I. La capitalisation des industries du luxe et l’importance du tourisme : illustration d’un état de fait
L’industrie du luxe joue un rôle crucial dans l’économie française, avec des entreprises comme LVMH, Kering et Hermès qui dominent le marché boursier, surpassant largement ce que la plupart des gens imaginent comme étant LES géants industriels français comme Airbus. Cette domination reflète une orientation économique axée sur le prestige et l’exclusivité, qui attire des touristes du monde entier. De même, le secteur du tourisme continue de croître, contribuant de manière significative au PIB et renforçant l’image de la France comme une destination emblématique, riche en culture et en histoire.

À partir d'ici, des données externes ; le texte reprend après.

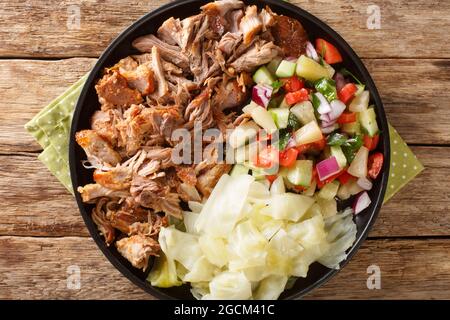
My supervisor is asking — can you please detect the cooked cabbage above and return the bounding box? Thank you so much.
[195,175,254,237]
[149,174,356,300]
[203,271,252,300]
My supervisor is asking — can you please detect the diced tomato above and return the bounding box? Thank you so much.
[266,174,278,184]
[316,38,342,64]
[368,152,384,179]
[364,134,380,151]
[337,171,354,184]
[314,168,345,189]
[254,146,279,168]
[294,186,307,192]
[280,148,298,167]
[295,137,327,154]
[337,112,356,124]
[285,88,309,105]
[338,83,358,104]
[256,130,272,141]
[281,76,305,92]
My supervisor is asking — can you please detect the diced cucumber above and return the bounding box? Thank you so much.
[291,101,317,125]
[296,55,330,81]
[317,197,337,219]
[358,108,378,137]
[269,108,289,129]
[267,95,284,109]
[318,180,339,200]
[267,58,282,74]
[275,60,297,78]
[242,161,277,180]
[287,160,313,187]
[252,170,266,180]
[228,121,262,148]
[253,66,276,86]
[294,121,323,145]
[279,98,290,109]
[347,146,369,178]
[341,121,361,135]
[302,179,317,197]
[242,101,261,114]
[230,164,248,177]
[236,144,250,164]
[250,107,277,133]
[348,90,370,112]
[355,84,366,96]
[323,61,336,78]
[330,146,347,169]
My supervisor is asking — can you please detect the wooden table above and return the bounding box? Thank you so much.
[0,0,450,299]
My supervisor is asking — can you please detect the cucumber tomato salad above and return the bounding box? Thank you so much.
[149,39,383,299]
[236,39,383,210]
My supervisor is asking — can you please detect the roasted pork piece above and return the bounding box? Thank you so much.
[76,0,307,270]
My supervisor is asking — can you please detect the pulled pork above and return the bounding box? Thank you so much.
[76,0,307,270]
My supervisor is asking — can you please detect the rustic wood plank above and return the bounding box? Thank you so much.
[0,154,88,237]
[0,0,450,58]
[0,58,96,152]
[0,147,450,237]
[0,58,450,153]
[0,237,450,299]
[307,240,450,300]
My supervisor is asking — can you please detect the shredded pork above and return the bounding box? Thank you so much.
[76,0,306,270]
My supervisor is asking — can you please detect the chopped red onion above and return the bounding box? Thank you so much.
[322,120,336,128]
[306,41,319,61]
[334,72,347,92]
[314,92,331,114]
[320,124,339,134]
[356,177,372,190]
[285,136,297,149]
[319,113,332,122]
[316,156,341,181]
[353,191,372,214]
[328,100,347,120]
[252,84,273,108]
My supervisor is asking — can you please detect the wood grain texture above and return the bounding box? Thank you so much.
[0,147,450,237]
[0,237,450,299]
[0,58,95,153]
[0,58,450,153]
[0,0,450,299]
[0,0,450,58]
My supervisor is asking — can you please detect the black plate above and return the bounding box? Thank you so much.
[69,0,390,299]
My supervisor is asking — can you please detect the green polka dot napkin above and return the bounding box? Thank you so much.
[383,125,424,203]
[25,75,87,194]
[25,75,424,202]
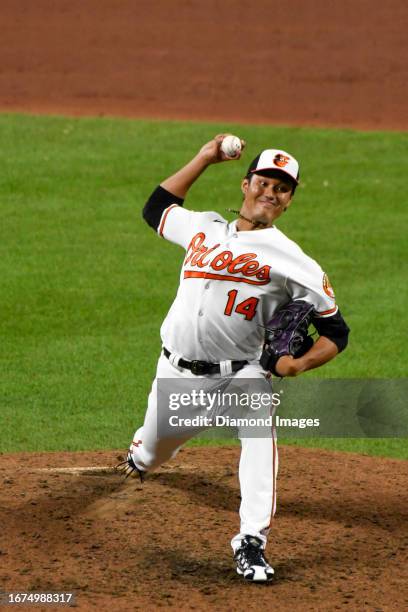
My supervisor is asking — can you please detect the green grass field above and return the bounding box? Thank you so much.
[0,115,408,458]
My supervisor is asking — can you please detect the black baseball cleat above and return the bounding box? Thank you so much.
[234,535,275,582]
[115,451,146,484]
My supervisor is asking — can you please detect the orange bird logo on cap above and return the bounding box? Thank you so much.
[273,153,290,168]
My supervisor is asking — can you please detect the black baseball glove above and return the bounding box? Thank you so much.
[260,300,314,376]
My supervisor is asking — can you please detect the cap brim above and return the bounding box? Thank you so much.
[250,166,299,185]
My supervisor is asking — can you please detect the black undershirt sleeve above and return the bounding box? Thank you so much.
[312,310,350,353]
[143,185,184,230]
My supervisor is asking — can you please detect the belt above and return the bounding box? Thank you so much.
[163,347,248,376]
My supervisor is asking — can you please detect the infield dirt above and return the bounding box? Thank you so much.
[0,0,408,129]
[0,447,408,611]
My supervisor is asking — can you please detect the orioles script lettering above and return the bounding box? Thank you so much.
[184,232,271,285]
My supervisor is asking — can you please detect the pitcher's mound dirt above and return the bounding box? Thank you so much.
[0,447,408,612]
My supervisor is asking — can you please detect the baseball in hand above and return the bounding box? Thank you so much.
[221,134,242,158]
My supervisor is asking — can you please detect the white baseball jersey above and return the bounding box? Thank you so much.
[158,204,337,363]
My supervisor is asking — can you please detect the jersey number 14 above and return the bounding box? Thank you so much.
[224,289,259,321]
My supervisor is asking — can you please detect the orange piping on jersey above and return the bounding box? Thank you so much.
[184,270,270,285]
[159,204,178,236]
[317,306,337,317]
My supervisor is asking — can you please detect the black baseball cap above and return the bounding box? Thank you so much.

Le luxe a également démontré une résilience et une agilité remarquable lors de la pandémie de COVID-19, avec une adaptation rapide aux ventes en ligne et une diversification de ses offres pour attirer une nouvelle clientèle. En 2020, LVMH a généré 34 milliards de dollars de revenus, consolidant ainsi sa position de leader mondial, suivi de près par Kering et L’Oréal Luxe.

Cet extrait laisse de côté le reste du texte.